FIFA has hired the ex-FBI chief's investigative agency, Freeh Group International Europe, to work on the probe and Caribbean federations have been asked to attend interviews in Miami on Tuesday and Wednesday, a Caribbean football source told Reuters on Monday.

But the choice of a high-profile American to head the probe has led at least one Caribbean football federation to ask Blatter to intervene.

"The investigation is tainted and biased and clearly has a U.S. driven agenda," a federation official wrote in a letter to FIFA seen by Reuters.

The official said there were "two America complainants, an American investigator, an investigation and an interrogation being conducted on American soil while FIFA remains a Swiss registered entity and none of the persons under investigation being U.S. citizens"

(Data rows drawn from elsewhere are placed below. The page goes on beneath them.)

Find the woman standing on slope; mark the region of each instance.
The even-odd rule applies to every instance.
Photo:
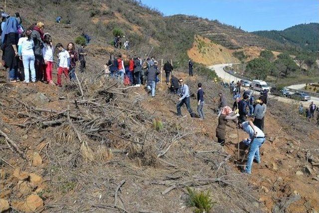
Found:
[[[52,70],[53,67],[54,48],[52,45],[51,35],[46,33],[44,35],[44,44],[42,49],[43,59],[44,60],[44,67],[47,83],[52,85],[55,85],[52,78]]]
[[[7,81],[16,82],[19,80],[18,66],[17,43],[19,40],[18,22],[16,18],[11,17],[8,18],[3,26],[1,35],[2,51],[2,59],[5,69],[9,68]]]
[[[70,80],[75,79],[75,66],[76,62],[79,60],[78,53],[75,51],[75,46],[72,42],[70,42],[68,44],[68,52],[70,55],[70,70],[69,75]]]
[[[35,82],[35,69],[34,68],[34,62],[35,57],[33,52],[34,42],[31,37],[32,32],[27,30],[25,31],[25,39],[21,41],[21,45],[19,45],[19,55],[20,59],[23,63],[24,68],[24,81],[25,83],[29,83],[30,82],[30,76],[29,74],[29,67],[31,71],[31,80],[32,82]]]
[[[217,138],[218,142],[221,146],[225,145],[225,135],[226,131],[226,125],[228,120],[235,120],[239,115],[236,114],[236,111],[233,112],[230,107],[228,106],[224,107],[218,116],[218,125],[216,128],[216,137]]]

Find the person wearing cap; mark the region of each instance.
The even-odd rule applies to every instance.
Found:
[[[249,135],[249,140],[246,141],[247,143],[250,141],[248,144],[246,144],[248,145],[249,150],[247,161],[242,172],[250,174],[253,161],[255,160],[258,164],[261,162],[259,149],[265,142],[265,134],[255,126],[251,121],[243,122],[239,124],[239,127]]]
[[[257,101],[257,104],[255,106],[255,110],[254,111],[254,125],[259,129],[262,129],[261,123],[263,119],[263,112],[264,109],[261,104],[263,103],[262,100],[259,99]]]
[[[193,67],[194,65],[193,64],[193,62],[190,60],[188,60],[188,74],[189,74],[190,76],[193,76]]]
[[[190,117],[193,118],[194,117],[194,113],[193,113],[191,108],[190,108],[189,89],[188,89],[188,86],[184,83],[184,80],[182,78],[179,79],[178,80],[178,83],[179,84],[179,87],[178,88],[177,94],[179,97],[180,97],[180,98],[178,99],[178,103],[176,106],[176,108],[177,110],[177,116],[181,116],[180,107],[185,104],[188,112],[190,114]]]
[[[247,116],[247,108],[248,106],[248,100],[249,98],[248,95],[244,95],[243,99],[238,102],[238,110],[239,110],[239,117],[238,118],[238,123],[240,124],[246,121]]]

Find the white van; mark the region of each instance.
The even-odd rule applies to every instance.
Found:
[[[252,81],[250,83],[250,88],[254,90],[259,91],[262,90],[265,92],[269,92],[270,91],[270,87],[267,85],[267,83],[260,80],[254,80]]]

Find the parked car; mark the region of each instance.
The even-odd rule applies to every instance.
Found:
[[[250,88],[253,90],[259,91],[263,90],[265,92],[269,92],[270,87],[266,82],[260,80],[254,80],[250,83]]]
[[[241,86],[243,87],[250,87],[250,81],[247,81],[246,80],[241,80],[240,83],[241,83]]]
[[[279,90],[276,87],[272,87],[270,89],[270,93],[273,95],[279,95],[280,96],[283,97],[288,97],[288,95],[289,95],[289,94],[290,94],[288,90],[287,90],[285,88],[281,90]]]
[[[306,101],[310,100],[311,98],[310,96],[308,94],[299,92],[296,92],[292,94],[289,94],[288,95],[288,98]]]

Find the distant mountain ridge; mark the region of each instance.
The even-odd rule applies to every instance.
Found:
[[[169,17],[196,33],[231,49],[249,46],[280,51],[291,48],[290,43],[283,43],[277,40],[260,36],[240,28],[223,24],[217,20],[210,20],[207,18],[181,14]]]
[[[283,30],[263,30],[252,33],[284,44],[295,45],[312,51],[319,51],[319,23],[301,24]]]

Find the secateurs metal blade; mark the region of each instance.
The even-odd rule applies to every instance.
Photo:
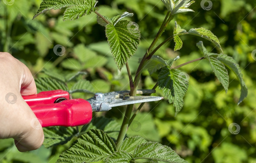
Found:
[[[155,90],[137,90],[137,94],[155,93]],[[160,100],[163,97],[149,96],[129,96],[129,90],[96,93],[86,100],[70,99],[69,93],[62,90],[41,92],[22,97],[43,127],[75,126],[91,122],[92,112],[108,111],[112,107]]]

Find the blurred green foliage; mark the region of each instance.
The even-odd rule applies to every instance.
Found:
[[[87,75],[78,76],[78,79],[90,81],[96,92],[129,89],[125,70],[118,70],[104,27],[97,24],[96,15],[64,22],[64,10],[62,9],[50,11],[32,20],[41,1],[15,1],[9,5],[4,1],[6,2],[0,2],[0,51],[9,52],[24,63],[35,78],[46,76],[42,72],[43,69],[65,76],[82,71]],[[187,30],[202,26],[218,37],[224,53],[232,56],[242,70],[248,89],[247,97],[237,106],[240,87],[234,74],[230,72],[229,88],[226,94],[207,61],[193,63],[180,69],[190,76],[181,112],[174,117],[175,109],[167,100],[146,104],[127,134],[139,135],[168,145],[189,162],[256,163],[256,61],[251,55],[256,49],[256,2],[211,1],[212,8],[206,10],[201,7],[201,1],[196,1],[191,7],[195,13],[177,15],[174,20]],[[142,37],[136,54],[129,61],[134,74],[138,59],[144,54],[164,18],[166,11],[163,4],[153,0],[105,0],[98,4],[99,12],[110,17],[125,11],[134,14],[129,19],[138,25]],[[207,6],[207,3],[204,4]],[[174,26],[173,21],[161,40],[172,35]],[[181,38],[183,47],[180,50],[174,52],[174,44],[171,42],[156,54],[166,59],[179,55],[181,58],[174,63],[177,66],[202,56],[196,46],[199,40],[204,41],[209,51],[220,52],[202,38],[191,35]],[[63,56],[54,52],[53,47],[58,44],[65,48]],[[149,76],[145,70],[143,75],[139,87],[151,89],[157,74]],[[72,84],[67,86],[70,88]],[[162,96],[156,90],[155,95]],[[72,96],[86,99],[91,95],[76,93]],[[94,114],[96,116],[115,119],[120,124],[124,108]],[[240,126],[238,134],[229,131],[232,123]],[[48,148],[43,146],[38,150],[21,153],[13,142],[11,139],[0,140],[0,162],[55,162],[72,143]]]

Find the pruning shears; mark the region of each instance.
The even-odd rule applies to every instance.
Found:
[[[137,94],[152,93],[155,90],[142,90]],[[75,126],[90,123],[92,112],[108,111],[113,107],[155,101],[162,97],[129,96],[129,90],[96,93],[85,100],[70,99],[69,93],[62,90],[41,92],[22,97],[30,107],[42,127],[54,126]]]

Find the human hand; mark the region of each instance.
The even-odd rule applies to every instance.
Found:
[[[20,152],[38,149],[43,129],[22,96],[36,93],[31,73],[9,54],[0,52],[0,139],[13,138]]]

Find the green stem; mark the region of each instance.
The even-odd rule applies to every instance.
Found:
[[[195,62],[196,61],[199,61],[199,60],[200,60],[204,59],[205,58],[205,57],[202,57],[201,58],[198,58],[197,59],[194,59],[194,60],[192,60],[192,61],[189,61],[188,62],[186,62],[186,63],[184,63],[181,64],[181,65],[179,65],[179,66],[176,66],[176,67],[174,67],[174,68],[174,68],[174,69],[177,69],[177,68],[180,68],[180,67],[182,67],[183,66],[185,66],[185,65],[187,65],[188,64],[189,64],[189,63],[192,63],[193,62]]]
[[[205,57],[202,57],[201,58],[198,58],[197,59],[194,59],[194,60],[192,60],[192,61],[189,61],[186,62],[186,63],[183,63],[183,64],[181,64],[181,65],[179,65],[179,66],[176,66],[176,67],[174,67],[173,68],[174,68],[174,69],[177,69],[179,68],[180,68],[180,67],[182,67],[182,66],[185,66],[185,65],[187,65],[188,64],[189,64],[190,63],[192,63],[192,62],[195,62],[195,61],[199,61],[200,60],[204,59],[204,58],[205,58]],[[155,84],[155,86],[154,86],[154,87],[153,87],[153,88],[152,88],[152,90],[154,90],[154,89],[155,89],[155,88],[156,88],[156,87],[157,87],[157,86],[158,86],[158,83],[156,83],[156,84]],[[147,96],[150,96],[150,94],[149,94],[147,95]],[[142,107],[143,106],[143,105],[144,105],[144,104],[145,104],[145,102],[143,102],[143,103],[141,103],[141,104],[139,106],[139,107],[136,110],[136,111],[135,111],[135,112],[133,114],[133,115],[132,115],[132,116],[131,117],[131,119],[130,119],[130,121],[129,121],[129,125],[128,125],[128,127],[129,127],[129,126],[130,125],[131,123],[131,122],[132,122],[132,121],[134,119],[134,118],[135,118],[135,117],[137,115],[137,114],[138,113],[138,112],[140,110],[140,109],[142,108]]]
[[[130,95],[132,95],[134,94],[134,93],[131,92],[131,93]],[[136,92],[135,92],[136,94]],[[134,96],[134,95],[133,95]],[[120,147],[122,143],[124,141],[124,138],[125,137],[126,132],[128,130],[128,125],[129,123],[130,117],[132,112],[132,108],[133,107],[133,104],[128,105],[127,106],[127,108],[125,111],[125,117],[124,117],[124,119],[123,120],[123,123],[122,124],[120,131],[118,134],[118,137],[117,137],[116,145],[116,149],[118,150]]]
[[[125,65],[126,66],[126,69],[127,69],[127,72],[128,73],[128,75],[129,76],[129,83],[130,84],[130,89],[134,89],[134,85],[133,84],[132,76],[131,76],[131,72],[130,67],[129,66],[129,64],[128,64],[128,61],[126,62],[126,63],[125,63]]]
[[[176,35],[177,36],[182,36],[182,35],[184,35],[185,34],[188,34],[188,32],[185,32],[184,33],[179,33],[179,34],[177,34]],[[170,37],[168,38],[167,39],[163,41],[162,43],[160,44],[159,44],[158,46],[154,50],[152,51],[151,53],[149,55],[149,56],[148,57],[148,58],[151,58],[152,56],[153,56],[153,55],[156,52],[156,51],[158,50],[161,47],[161,46],[163,46],[164,44],[165,44],[167,42],[170,41],[170,40],[173,39],[173,38],[175,36],[175,35],[173,35]]]
[[[105,18],[103,17],[102,15],[101,15],[101,14],[99,13],[98,12],[95,11],[94,11],[94,13],[96,14],[97,14],[98,16],[100,16],[101,17],[101,18],[103,20],[105,21],[105,22],[107,23],[107,24],[108,24],[110,23],[110,22],[108,21],[108,20],[105,19]]]
[[[173,19],[174,16],[174,15],[170,15],[170,13],[169,12],[167,13],[164,20],[165,20],[167,19],[167,18],[168,17],[169,17],[169,18],[168,18],[167,20],[166,20],[165,21],[164,21],[163,22],[158,32],[157,32],[157,34],[156,34],[155,38],[155,39],[153,40],[153,41],[149,46],[149,49],[147,50],[147,52],[146,52],[146,54],[144,55],[141,61],[139,67],[138,67],[138,69],[137,70],[137,71],[136,72],[135,76],[134,78],[134,80],[133,81],[133,83],[134,84],[134,86],[135,87],[136,90],[137,90],[138,87],[138,85],[139,82],[140,80],[140,76],[141,75],[143,65],[146,61],[150,59],[152,55],[148,55],[148,53],[149,53],[151,54],[151,51],[152,50],[152,49],[155,45],[155,44],[158,40],[160,37],[162,36],[164,31],[166,27],[167,27],[168,24],[169,24],[170,21]]]
[[[156,83],[155,84],[152,88],[152,89],[155,90],[156,88],[157,87],[157,83]],[[145,96],[150,96],[151,95],[151,93],[148,93],[147,95],[145,95]],[[136,115],[137,115],[137,114],[138,113],[138,112],[139,112],[140,110],[140,109],[142,108],[142,107],[143,106],[143,105],[144,105],[144,104],[145,104],[145,102],[143,102],[141,104],[140,104],[140,106],[137,109],[136,111],[135,111],[135,113],[134,113],[133,114],[133,115],[132,115],[132,116],[131,117],[131,118],[130,120],[129,121],[129,124],[128,125],[128,127],[131,125],[131,122],[132,122],[133,120],[133,119],[134,119],[135,116],[136,116]]]
[[[96,13],[97,14],[97,13]],[[97,14],[98,15],[98,14]],[[156,44],[157,41],[159,39],[160,37],[162,35],[162,34],[164,30],[166,28],[169,23],[170,21],[173,19],[174,15],[171,15],[170,12],[168,12],[166,15],[165,16],[165,18],[163,22],[163,23],[160,27],[160,29],[157,32],[155,37],[152,43],[150,44],[147,52],[144,55],[143,58],[141,61],[139,65],[137,70],[137,71],[135,74],[135,76],[134,78],[134,80],[133,80],[133,84],[134,87],[133,87],[131,88],[131,92],[130,93],[130,96],[134,96],[136,95],[136,92],[138,85],[139,82],[139,81],[140,76],[141,75],[142,71],[143,68],[143,65],[145,62],[148,60],[150,59],[151,57],[148,58],[148,53],[151,53],[151,50],[154,47],[155,45]],[[100,17],[100,16],[99,15]],[[168,18],[168,17],[169,18]],[[126,110],[125,111],[125,117],[124,118],[124,119],[123,121],[123,123],[121,126],[121,128],[120,130],[120,131],[119,132],[119,134],[118,135],[117,139],[117,142],[116,143],[117,149],[118,150],[119,147],[121,145],[122,142],[124,140],[124,138],[125,136],[126,132],[127,131],[127,130],[128,129],[128,124],[130,121],[130,119],[131,117],[131,113],[132,112],[132,108],[133,108],[133,105],[130,105],[127,106]]]

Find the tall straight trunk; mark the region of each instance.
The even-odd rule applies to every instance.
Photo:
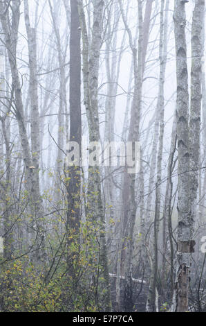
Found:
[[[52,6],[50,0],[48,1],[50,7],[50,15],[53,23],[53,28],[55,35],[57,49],[58,53],[58,62],[59,65],[59,112],[58,112],[58,149],[57,156],[57,164],[56,169],[57,173],[57,180],[59,175],[61,175],[62,167],[63,167],[63,152],[62,149],[64,144],[64,113],[67,112],[67,103],[66,103],[66,77],[65,77],[65,67],[64,67],[64,59],[63,55],[62,43],[61,42],[61,37],[59,33],[59,28],[57,22],[57,12],[58,12],[58,4],[56,1],[54,1],[54,8]],[[68,126],[67,123],[67,119],[66,119],[66,135],[68,135]],[[68,137],[66,137],[66,141],[68,141]],[[58,181],[57,181],[58,185]],[[57,200],[59,200],[59,196],[56,198]]]
[[[79,148],[82,142],[81,116],[81,31],[78,4],[71,0],[71,38],[70,38],[70,141],[76,141]],[[67,228],[69,246],[71,234],[79,234],[80,227],[80,166],[68,166],[66,184],[68,193]],[[78,240],[78,239],[77,239]],[[68,250],[69,251],[69,250]],[[69,261],[68,265],[70,266]],[[68,268],[69,268],[68,266]]]
[[[191,218],[189,205],[189,92],[185,37],[185,2],[176,0],[174,13],[177,76],[177,141],[178,151],[178,253],[174,298],[174,311],[188,309]],[[187,243],[189,244],[187,246]],[[185,246],[184,246],[185,245]],[[189,248],[188,248],[189,247]],[[188,250],[189,249],[189,250]]]
[[[149,0],[150,1],[150,0]],[[153,2],[153,1],[151,1]],[[130,120],[130,126],[129,128],[129,135],[128,135],[128,141],[138,141],[139,140],[139,128],[140,128],[140,106],[141,106],[141,97],[142,97],[142,78],[144,75],[144,62],[143,60],[145,61],[146,55],[143,55],[143,48],[142,44],[144,43],[144,51],[147,53],[147,49],[148,46],[148,35],[149,31],[149,22],[150,22],[150,15],[151,15],[151,10],[150,10],[150,6],[146,6],[146,11],[144,15],[144,18],[148,22],[148,24],[144,24],[144,28],[143,30],[142,25],[144,23],[139,22],[139,37],[138,37],[138,55],[137,55],[137,50],[135,49],[135,41],[133,41],[132,40],[132,34],[131,30],[129,28],[127,19],[125,17],[125,14],[123,10],[122,3],[122,0],[119,0],[120,7],[121,10],[121,14],[122,17],[122,20],[125,26],[125,29],[128,33],[129,40],[129,46],[132,51],[133,53],[133,76],[134,76],[134,98],[133,101],[133,103],[131,105],[131,120]],[[138,8],[140,8],[140,3],[138,3]],[[142,11],[142,8],[140,8],[141,11]],[[147,11],[148,10],[148,12]],[[145,40],[147,40],[147,42]],[[140,54],[141,53],[141,57]],[[138,62],[137,60],[138,60]],[[141,80],[140,79],[140,71],[141,70]],[[140,95],[141,94],[141,95]],[[132,140],[133,139],[133,140]],[[133,179],[133,180],[132,180]],[[132,185],[131,185],[132,183]],[[133,188],[134,187],[135,182],[133,178],[131,178],[129,175],[127,173],[126,170],[124,173],[124,179],[123,179],[123,187],[122,187],[122,214],[123,214],[123,230],[124,230],[124,239],[122,246],[122,253],[121,253],[121,270],[122,274],[123,275],[125,272],[124,267],[125,267],[125,259],[126,259],[126,250],[125,248],[127,247],[127,241],[126,238],[128,235],[128,230],[129,230],[129,216],[130,212],[131,212],[131,202],[132,200],[130,198],[130,195],[131,193],[134,194],[133,191]],[[135,205],[133,205],[133,209],[135,209]],[[132,213],[131,215],[133,215]]]
[[[40,195],[39,186],[39,158],[40,158],[40,121],[38,103],[38,84],[37,76],[37,37],[36,30],[30,27],[29,18],[29,8],[28,0],[24,0],[24,17],[28,37],[29,71],[30,71],[30,137],[31,137],[31,160],[32,162],[33,180],[32,180],[32,205],[34,206],[33,212],[34,225],[37,228],[40,237],[40,241],[37,246],[41,246],[42,249],[37,252],[34,252],[34,259],[38,261],[45,262],[46,254],[45,252],[44,225],[42,221],[44,215],[43,203]],[[41,243],[41,244],[40,244]],[[44,248],[43,248],[44,247]],[[36,257],[37,254],[37,257]]]
[[[196,0],[191,26],[191,98],[189,119],[189,169],[191,232],[197,216],[197,192],[200,167],[200,134],[202,105],[203,28],[205,0]],[[191,233],[192,234],[192,233]]]
[[[176,0],[174,15],[177,70],[177,135],[178,147],[178,252],[174,293],[175,311],[188,310],[191,254],[196,218],[201,109],[202,28],[205,1],[196,0],[191,27],[191,118],[185,37],[185,3]],[[191,129],[192,128],[192,129]]]
[[[165,129],[165,98],[164,98],[164,87],[165,70],[167,56],[167,17],[169,1],[167,1],[166,14],[164,19],[165,0],[161,1],[160,9],[160,46],[159,46],[159,59],[160,59],[160,78],[159,78],[159,90],[157,102],[156,114],[160,120],[159,126],[159,145],[157,155],[157,178],[156,178],[156,205],[155,205],[155,217],[154,217],[154,234],[153,234],[153,248],[154,255],[152,259],[152,271],[150,281],[149,295],[148,298],[147,309],[149,311],[156,311],[158,307],[156,306],[156,282],[158,275],[158,232],[160,226],[160,185],[162,180],[162,160],[163,151],[163,137]],[[156,155],[156,153],[152,153]]]
[[[172,224],[171,224],[171,200],[173,195],[173,182],[172,182],[172,173],[175,166],[176,162],[174,162],[174,155],[176,151],[176,142],[177,142],[177,119],[176,112],[174,117],[171,141],[170,146],[169,156],[168,160],[167,168],[167,180],[166,185],[165,199],[164,203],[163,210],[163,223],[162,223],[162,295],[166,301],[165,286],[167,281],[167,237],[169,242],[169,261],[170,261],[170,298],[172,299],[174,291],[174,249],[173,244],[172,237]]]
[[[20,18],[20,1],[18,0],[12,1],[12,19],[10,22],[8,10],[1,3],[0,5],[1,22],[5,34],[6,47],[7,49],[10,67],[12,74],[12,83],[14,89],[15,97],[15,116],[17,120],[19,132],[20,135],[21,148],[23,151],[23,159],[26,169],[26,187],[28,194],[28,198],[31,197],[29,203],[29,214],[32,216],[30,225],[28,230],[32,233],[32,243],[30,250],[35,255],[32,255],[32,260],[37,264],[45,264],[44,251],[44,232],[41,227],[39,225],[38,216],[36,216],[36,209],[39,205],[39,199],[35,197],[36,174],[33,168],[32,157],[31,155],[30,148],[28,141],[25,124],[24,114],[24,107],[21,96],[21,83],[20,82],[18,68],[17,65],[17,44],[18,40],[18,28]],[[3,12],[6,12],[4,15]]]
[[[100,140],[98,112],[98,76],[100,48],[102,45],[102,19],[104,8],[103,0],[94,0],[93,23],[91,44],[88,51],[88,39],[82,0],[79,1],[79,12],[83,41],[83,78],[84,104],[88,126],[90,142]],[[104,212],[102,198],[100,167],[88,166],[88,209],[86,217],[101,222],[100,264],[104,277],[104,298],[105,311],[111,311],[111,291],[109,275],[108,257],[106,245]]]

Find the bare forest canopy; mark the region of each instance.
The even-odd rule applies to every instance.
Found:
[[[205,0],[0,1],[0,311],[206,311]]]

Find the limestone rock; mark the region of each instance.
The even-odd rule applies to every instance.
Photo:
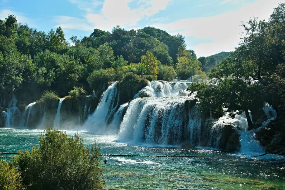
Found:
[[[236,132],[234,127],[231,125],[225,125],[221,138],[220,148],[222,150],[234,152],[240,146],[239,135]]]
[[[194,146],[192,145],[188,141],[184,141],[182,142],[181,145],[181,148],[182,149],[187,150],[194,150],[196,149]]]

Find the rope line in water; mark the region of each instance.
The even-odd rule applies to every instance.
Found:
[[[261,155],[257,156],[251,156],[251,158],[255,158],[259,156],[262,156],[267,154],[266,153]],[[17,154],[17,152],[0,152],[0,154]],[[134,156],[140,156],[142,157],[169,157],[170,158],[244,158],[244,156],[210,156],[206,157],[203,156],[166,156],[160,155],[132,155],[131,154],[100,154],[100,156],[129,156],[132,157]]]

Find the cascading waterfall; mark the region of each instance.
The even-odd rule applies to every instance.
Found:
[[[21,119],[22,121],[21,122],[22,124],[21,125],[21,126],[24,126],[25,127],[27,127],[28,126],[30,115],[32,112],[33,112],[32,113],[33,114],[34,113],[33,112],[34,111],[34,105],[35,104],[36,102],[33,102],[28,105],[26,107],[24,113],[23,117]],[[26,116],[27,119],[25,119],[25,117]]]
[[[177,145],[187,140],[186,103],[188,97],[137,98],[132,101],[120,126],[118,140]],[[194,118],[191,118],[194,120]]]
[[[255,139],[255,134],[259,131],[261,128],[266,127],[270,121],[275,119],[277,116],[277,113],[267,103],[265,104],[263,111],[267,119],[262,122],[260,127],[249,131],[246,130],[239,132],[241,135],[240,153],[244,154],[254,155],[258,153],[262,154],[265,152],[264,149],[260,146],[259,142]]]
[[[125,108],[129,105],[128,103],[126,103],[121,105],[118,109],[114,116],[112,122],[109,125],[111,129],[114,130],[118,130],[119,128],[120,124],[122,121],[124,110]]]
[[[3,112],[6,116],[5,126],[6,127],[15,127],[20,124],[21,114],[21,112],[16,106],[17,101],[13,94],[12,99],[9,103],[9,108],[7,109],[7,112]]]
[[[120,92],[117,86],[118,82],[113,82],[104,92],[94,113],[85,122],[84,125],[91,131],[105,134],[108,130],[107,124],[112,119],[119,103]]]
[[[88,117],[89,117],[90,114],[90,108],[91,107],[91,103],[90,99],[88,98],[86,99],[85,100],[85,103],[84,104],[84,110],[83,113],[83,121],[85,121],[86,120]],[[88,107],[88,109],[87,110],[87,103],[88,102],[89,103],[89,106]]]
[[[62,102],[64,100],[64,98],[60,98],[59,99],[56,114],[55,115],[55,117],[54,118],[54,126],[59,126],[60,122],[60,108],[61,108],[61,105],[62,103]]]

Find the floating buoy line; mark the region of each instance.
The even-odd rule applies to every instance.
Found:
[[[267,154],[266,153],[261,155],[258,155],[254,156],[251,156],[251,158],[255,158],[259,156],[262,156]],[[17,152],[0,152],[0,154],[17,154]],[[100,156],[122,156],[122,157],[167,157],[170,158],[246,158],[245,156],[209,156],[207,157],[205,156],[166,156],[160,155],[133,155],[131,154],[100,154]]]

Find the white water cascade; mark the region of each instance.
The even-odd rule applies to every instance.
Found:
[[[109,125],[109,127],[110,129],[114,130],[117,130],[120,127],[120,124],[122,121],[123,113],[125,108],[129,105],[128,103],[126,103],[121,105],[118,109],[115,115],[114,116],[112,122]]]
[[[25,126],[25,127],[28,127],[28,126],[30,115],[31,112],[32,114],[34,113],[34,105],[35,104],[36,102],[31,103],[26,107],[23,117],[21,119],[21,124],[20,125],[21,126]],[[26,117],[26,118],[25,118]]]
[[[56,114],[55,115],[55,117],[54,118],[54,126],[60,126],[60,108],[61,108],[61,105],[62,103],[62,102],[64,100],[64,98],[60,98],[59,99]]]
[[[100,134],[108,133],[108,131],[113,132],[109,130],[107,124],[111,119],[119,104],[120,92],[117,86],[118,82],[113,82],[104,92],[94,113],[85,122],[84,125],[87,128],[90,129],[91,131]]]
[[[241,135],[239,138],[241,144],[240,153],[244,154],[254,155],[258,154],[261,154],[265,152],[265,150],[260,146],[259,142],[255,139],[255,134],[259,131],[261,128],[266,127],[270,121],[275,119],[277,116],[277,113],[267,103],[265,104],[263,111],[267,119],[262,122],[260,127],[249,131],[246,130],[239,132],[239,133]],[[247,127],[248,128],[248,126]]]
[[[191,83],[180,82],[167,82],[155,81],[149,82],[147,86],[140,91],[134,98],[140,95],[143,97],[162,97],[187,96],[189,93],[186,91]]]
[[[21,112],[16,106],[17,101],[16,96],[13,94],[12,99],[9,103],[9,108],[7,109],[7,112],[3,111],[3,114],[6,116],[5,126],[6,127],[15,127],[19,126],[21,119]]]
[[[184,97],[133,100],[121,123],[118,140],[135,143],[179,144],[189,136],[186,103],[192,101]]]

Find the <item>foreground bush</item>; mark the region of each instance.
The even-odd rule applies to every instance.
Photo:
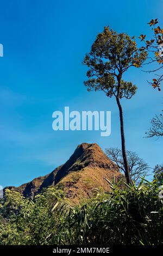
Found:
[[[163,204],[156,182],[143,182],[70,206],[49,187],[34,201],[5,191],[1,205],[1,245],[161,245]]]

The letter asked FIFA President Sepp Blatter to replace Freeh with a "truly independent investigator and secure a neutral venue for the interview of any Caribbean Football Union member other than the United States of America."

Three members of the Caribbean Football Union (CFU) - president Jack Warner and staff members Debbie Minguell and Jason Sylvester - were provisionally suspended by FIFA's Ethics Committee pending a full inquiry into the events surrounding a meeting in the Caribbean with Asian football chief Mohamed Bin Hammam.

The report to FIFA's Ethics Committee was initiated by American Chuck Blazer, general secretary of CONCACAF, the regional body for football in North and Central America and the Caribbean.

Barbadian Lisle Austin, who replaced Warner as interim president of CONCACAF, was suspended by that body's executive committee on Friday and Honduran Alfredo Hawit was appointed to replace him.

Jamaican Horace Burrell remains a member of the executive but his name has not featured in statements, such as the one suspending Austin, which have been issued in the name of the 'majority of the executive'.